L'Homme du Sertão (La Macumba du Gringo)
J'ai profité de la réédition récente de cette BD en format poche chez Casterman, qui l'a renommée au passage "L'Homme du Sertão" au lieu de l'ancien titre "La Macumba du Gringo". C'est la première BD de la tant décriée édition poche des albums de Pratt que je lis et ce n'est pas très concluant. Je n'ai pas grand chose à redire sur l'édition en elle-même : sa petite taille implique un prix sympathique et, n'ayant pas lu l'original en grand format, je ne sais pas s'il y a eu de vraies pertes (pagination, coupe de cases, etc.) lors du changement de format. Seule chose que je puis dire, c'est que la couleur, qui était sûrement absente de l'édition originale, n'est ici pas moche mais elle me parait assez inutile si ce n'est pour ne pas faire peur aux allergiques au noir et blanc. Mais pour le reste, j'ai assez le sentiment de voir déterrée là une oeuvre très mineure de Pratt, datant de 1977 et qui était sans doute peu connue car elle n'a rien d'exceptionnelle. J'avais l'espoir de retrouver l'ambiance de l'album "Sous le Signe du Capricorne" de Corto Maltese qui a un décor très proche et la même touche de magie. Mais le récit ici présent ne m'a vraiment pas enthousiasmé. Combats entre policiers et bandits un peu révolutionnaires, une dose de magie noire locale et pour le reste ça ressemble à un jeu de "qui va tuer qui ?" tant les morts s'accumulent les unes après les autres de la première à la dernière page. Quant au dessin, même si on retrouve le trait lâché et à la fois simple et beau de Pratt, il est trop souvent d'aspect baclé, avec des décors vides. Du coup, autant certaines images sont très esthétiques dans leur sobriété, autant d'autres sont assez moches, vides ou encore répétitives. Au final, je n'ai pas pris plaisir à lire cet album et je l'ai refermé sur une note fade et inintéressé.
Le Piège Malais
Plutôt décevant de la part de Conrad, ces deux tomes se basant sur une intrigue assez sordide. D'un coté, une vision de l'Inde originale, dont les moeurs semble avoir été solidement étudiées, mais de l'autre, un style d'écriture certes nerveux, mais qui finit par passer à coté de son sujet. Les digressions sont nombreuses, les rebondissements ne s'embarassent d'aucune logique, et l'histoire piétine franchement parfois, ce que le rythme éffréné de la narration ne masque absolument pas.

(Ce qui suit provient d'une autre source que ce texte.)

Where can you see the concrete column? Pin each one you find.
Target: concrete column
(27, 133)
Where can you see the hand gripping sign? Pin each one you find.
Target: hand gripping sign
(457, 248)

D'ailleurs, les scènes d'action se conjuguent assez mal avec des pages de récits comportant beaucoup de textes, brisant ainsi également le rythme. Reste un vrai travail sur le climat, une histoire qui reste troublante et des moments très forts et originaux qui s'avérent assez marquants. Le dessin humoristique, très vif et justement un peu trop rapide mais relevé de couleurs originales, donne un ton décidément déroutant à ce dyptique, auquel il offre une certaine lisibilité. Un récit qui posséde d'indéniables qualités, comme effectivement une ambiance originale, des moments étranges et une fin sans concessions, mais le traitement déçoit en enlevant beaucoup de sa force à cette intrigue en la cernant difficilement, s'égarant souvent dans des facilités ou des voies sans issues qui alourdissent ces albums. Cela mérite tout de même d'être lu.